Shift, I shift my body in darkness, in black, my ribs out today and the feeling of not holding up, less posture than falling, having fallen, my body crumpling at a breath, at breathing. Ribs made to shape, function now as more than a protection of my heart.
The hands that are my hands in this dark they shake when they move, guided by the people, this village. Their fingers filled with meat and bones, sewage and renderings. I cut and paste the images in this black, no outlines showing, no way to trace.
I have become. I am an endangered species.
The hands they place on my hands guide me to spheres, hollow globes, small and rough as raised fingerprints. I finger down the line, the hundreds of these, the banging spacious sound they make, palming them, these objects, black sutured over my eyes, blind.

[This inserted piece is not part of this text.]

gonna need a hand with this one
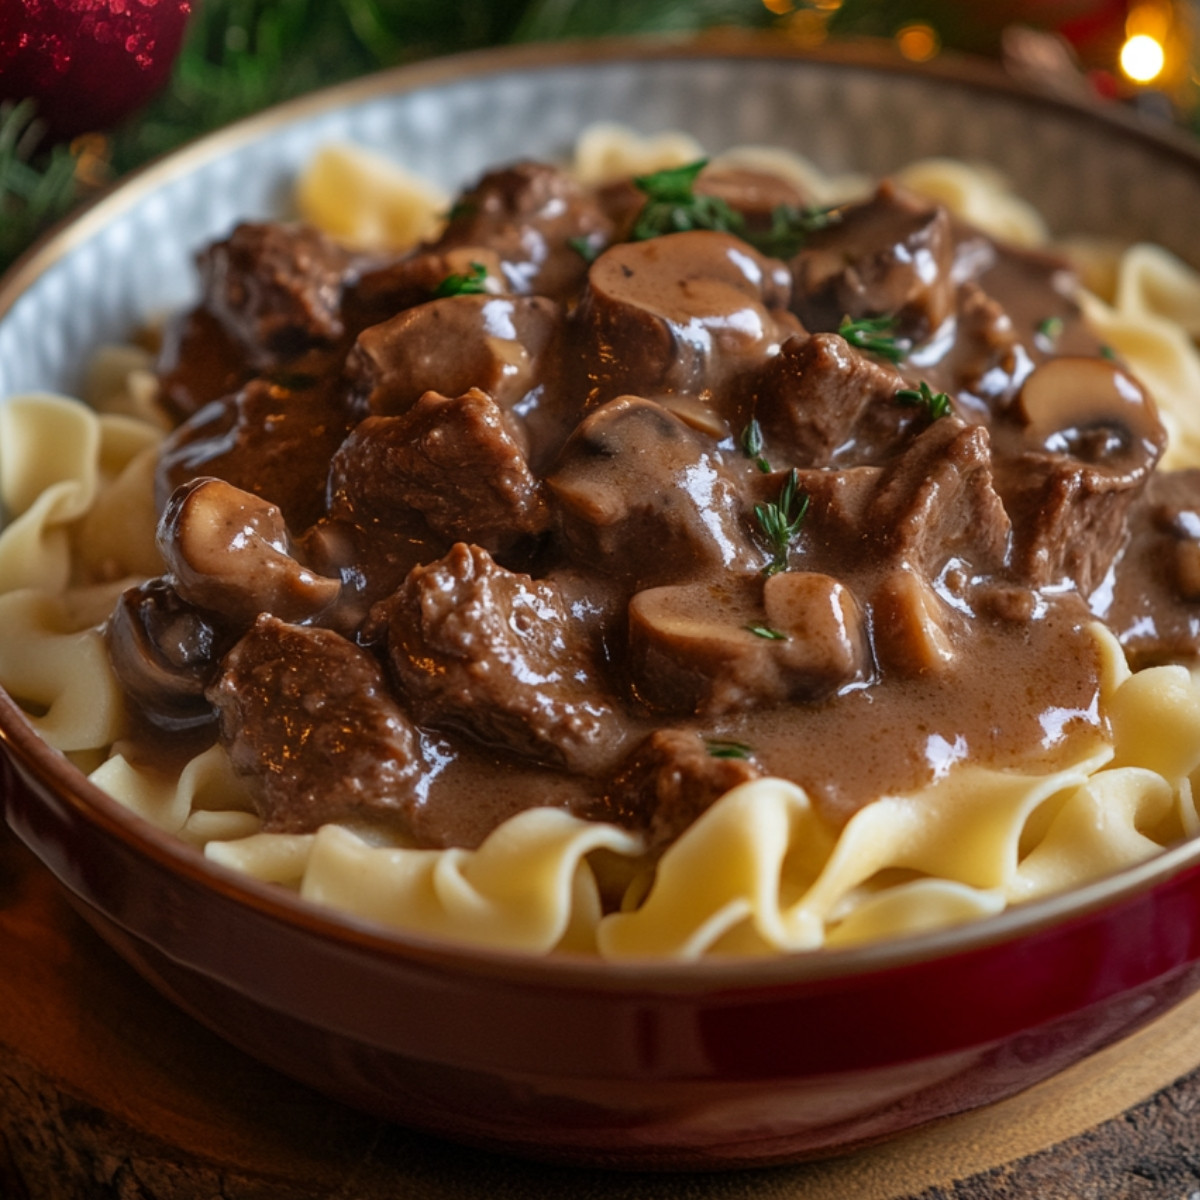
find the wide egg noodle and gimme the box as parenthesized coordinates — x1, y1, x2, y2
(295, 142, 449, 251)
(289, 811, 644, 954)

And the world plummets, their voices, calling in deafening noise, the laughter. They laugh. I listen and feel the roundness, the bouncing lines of them.
My fingers find the string, strung through the sockets with cable or twine, the unrefined bone polish of children's skulls, hung and dried, rattling together in warm wind.
Decorations strung between trees, layered. A wall of skin free heads, bones.
My hands, their hands on my hands, they guide me from the string strung to the stump, stretch my fingers in black that is insides, that turns to lakes around the roots of this tree, my feet, sticking to the base of new ugliness, the experience.
My sincerest apologies, I would never have smiled in that picture, for that photograph taken of me, if I had known.
And inside inside inside there is a place I both hear and understand, these are babies crying, children crying.
This inside is dark, moon-less as outside but without wind, hot instead of warm.
There are people in this.
My smile is white-toothed in that image, the description of me that is world-wide lingering and me gone, the black stumps here, coals and black red blood still coating my ankles, my fingertips.
I have searched the limbs for fruit but there is none.
Were there coconuts here we would place them on rocks or stumps and use the tools that are everywhere here, that I trip on as I walk, open them with tooling and eat the candy innards, the sweet guts. But there are not shells of fruit, hanging tree limbs, there is no ripe. There is meat. Meat. There is only meat.
Skulls dangle and the wind, warm, blows through the holes, makes sound.
I wish myself deafness and neutrality, to learn of them, this village and these people, my own hands, without unwinding entirely.
In a lesser world where I existed the staples held me together. Long ago with paper-cuts in the webs between my fingers. How time and its concerns, the constant going, how it goes. I have gone. I am gone.
I mimic instead.
I went to observe. I came and this is the find, the findings, what I will find.
Cultures, and I have existed around some in all the places, all but this center, where my hands no longer light. Seashell societies where ocean sand taints the words. Insect cultures and those who mud worship, monkey banter and sun gods, the metal houses of stone goddesses.
I have witnessed.
And here on this expanse, where the trees change and morph, the sun complete in its lack, the skin of me glowing but no longer giving off light, here it is.
A woman maybe waits for me, fingering my image.
I fold and am undressed, my legs sticky in children, the bone-clatter of their empty useless heads, the noises a shroud, a way.
Naked, spurned into further centers, further darkness, I go. My written word disappearing, charcoal letters on black-thick canvas. I make notes but am, this time only, entrenched.
I have fallen into them. I am falling. I fall.